The rapid progress of generative models such as GANs and diffusion models has led to the widespread proliferation of AI-generated images, raising concerns about misinformation, privacy violations, and trust erosion in digital media. Although large-scale multimodal models like CLIP offer strong transferable representations for detecting synthetic content, fine-tuning them often induces catastrophic forgetting, which degrades pre-trained priors and limits cross-domain generalization. To address this issue, we propose the Distillation-guided Gradient Surgery Network (DGS-Net), a novel framework that preserves transferable pre-trained priors while suppressing task-irrelevant components. Specifically, we introduce a gradient-space decomposition that separates harmful and beneficial descent directions during optimization.
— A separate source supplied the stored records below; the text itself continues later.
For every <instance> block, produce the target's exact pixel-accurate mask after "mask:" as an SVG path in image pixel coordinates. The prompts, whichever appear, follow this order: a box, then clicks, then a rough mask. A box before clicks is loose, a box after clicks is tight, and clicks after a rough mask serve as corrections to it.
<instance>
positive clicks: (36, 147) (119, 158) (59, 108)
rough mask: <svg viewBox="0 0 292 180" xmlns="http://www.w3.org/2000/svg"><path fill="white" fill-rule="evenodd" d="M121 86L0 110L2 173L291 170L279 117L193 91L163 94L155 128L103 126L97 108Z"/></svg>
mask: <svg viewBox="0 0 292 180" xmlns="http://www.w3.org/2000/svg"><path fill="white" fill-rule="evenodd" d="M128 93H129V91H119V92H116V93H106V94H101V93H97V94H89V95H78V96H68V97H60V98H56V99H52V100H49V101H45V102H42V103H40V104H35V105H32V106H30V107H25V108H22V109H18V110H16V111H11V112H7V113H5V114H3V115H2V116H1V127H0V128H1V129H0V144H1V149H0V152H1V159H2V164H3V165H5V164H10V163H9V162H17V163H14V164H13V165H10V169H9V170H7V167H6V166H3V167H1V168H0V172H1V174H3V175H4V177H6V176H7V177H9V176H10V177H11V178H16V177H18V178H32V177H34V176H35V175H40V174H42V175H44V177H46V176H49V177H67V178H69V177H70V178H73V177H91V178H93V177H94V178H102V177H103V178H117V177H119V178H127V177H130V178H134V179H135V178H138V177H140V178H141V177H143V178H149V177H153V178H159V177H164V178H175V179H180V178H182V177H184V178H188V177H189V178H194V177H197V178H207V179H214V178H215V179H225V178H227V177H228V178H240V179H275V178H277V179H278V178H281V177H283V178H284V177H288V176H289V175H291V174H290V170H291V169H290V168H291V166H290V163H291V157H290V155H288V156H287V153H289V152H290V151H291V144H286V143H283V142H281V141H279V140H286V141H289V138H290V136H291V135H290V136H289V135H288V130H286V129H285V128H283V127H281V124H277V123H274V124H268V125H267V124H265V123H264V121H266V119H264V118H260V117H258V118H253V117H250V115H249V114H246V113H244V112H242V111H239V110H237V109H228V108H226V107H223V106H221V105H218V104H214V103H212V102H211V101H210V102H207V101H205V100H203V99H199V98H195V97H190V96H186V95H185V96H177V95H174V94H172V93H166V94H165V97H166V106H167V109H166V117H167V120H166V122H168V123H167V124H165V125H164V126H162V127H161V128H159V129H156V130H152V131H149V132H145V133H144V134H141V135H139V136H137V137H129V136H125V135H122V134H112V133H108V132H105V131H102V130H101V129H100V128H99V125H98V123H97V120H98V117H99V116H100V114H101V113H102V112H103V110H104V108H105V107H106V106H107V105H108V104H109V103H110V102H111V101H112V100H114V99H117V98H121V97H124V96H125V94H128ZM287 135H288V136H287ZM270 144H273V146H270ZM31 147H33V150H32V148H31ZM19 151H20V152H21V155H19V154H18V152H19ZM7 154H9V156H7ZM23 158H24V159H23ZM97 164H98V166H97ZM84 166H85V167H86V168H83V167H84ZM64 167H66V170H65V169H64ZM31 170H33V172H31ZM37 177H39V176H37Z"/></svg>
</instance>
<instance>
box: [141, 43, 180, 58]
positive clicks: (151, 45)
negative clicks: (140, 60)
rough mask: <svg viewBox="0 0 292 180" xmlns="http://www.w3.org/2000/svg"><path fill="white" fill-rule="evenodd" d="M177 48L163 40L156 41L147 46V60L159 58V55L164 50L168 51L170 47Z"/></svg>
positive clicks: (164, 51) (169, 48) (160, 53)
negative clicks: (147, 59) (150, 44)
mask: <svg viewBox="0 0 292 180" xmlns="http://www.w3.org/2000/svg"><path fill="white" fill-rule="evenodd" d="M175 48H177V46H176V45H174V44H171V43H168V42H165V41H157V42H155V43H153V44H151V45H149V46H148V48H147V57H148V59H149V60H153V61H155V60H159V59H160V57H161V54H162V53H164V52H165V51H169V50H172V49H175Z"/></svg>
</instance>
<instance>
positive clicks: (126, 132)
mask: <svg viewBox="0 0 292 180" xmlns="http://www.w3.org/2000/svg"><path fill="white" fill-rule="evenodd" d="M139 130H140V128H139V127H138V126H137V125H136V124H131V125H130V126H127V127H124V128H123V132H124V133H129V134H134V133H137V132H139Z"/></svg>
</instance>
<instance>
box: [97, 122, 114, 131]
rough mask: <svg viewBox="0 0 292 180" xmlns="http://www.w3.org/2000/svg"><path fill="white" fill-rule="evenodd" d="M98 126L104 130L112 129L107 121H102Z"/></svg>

By projecting task gradients onto the orthogonal complement of harmful directions and aligning with beneficial ones distilled from a frozen CLIP encoder, DGS-Net achieves unified optimization of prior preservation and irrelevant suppression. Extensive experiments on 50 generative models demonstrate that our method outperforms state-of-the-art approaches by an average margin of 6.6, achieving superior detection performance and generalization across diverse generation techniques.

Paper Structure

This paper contains 20 sections, 17 equations, 3 figures, 9 tables.

Figures (3)

  • Figure 1: T-SNE Visualization of Features Extracted Using CLIP, CLIP-LoRA and Ours. Our method achieves strong real/fake discrimination while simultaneously preserving the prior knowledge embedded in the pre-trained model.
  • Figure 2: Overview of the proposed Distillation-guided Gradient Surgery Network (DGS-Net). We introduce a gradient-space decomposition that separates harmful and beneficial descent directions during optimization. What's more, it consists of two core components: Orthogonal Suppression and Prior Alignment, which aim to suppress task-irrelevant representations and preserve transferable priors established during large-scale pre-training, substantially enhancing the generalization performance of AI-generated image detection.
  • Figure 3: Classification using only text descriptions achieves an accuracy of approximately 60%. We used BLIP to convert images into textual descriptions and trained the detector directly on these text inputs. The resulting detection accuracy fluctuated around 60%, indicating that semantic information indeed carries label-related signals. However, most of them act as distractors, reflecting dataset-specific shortcuts that hinder cross-generator generalization.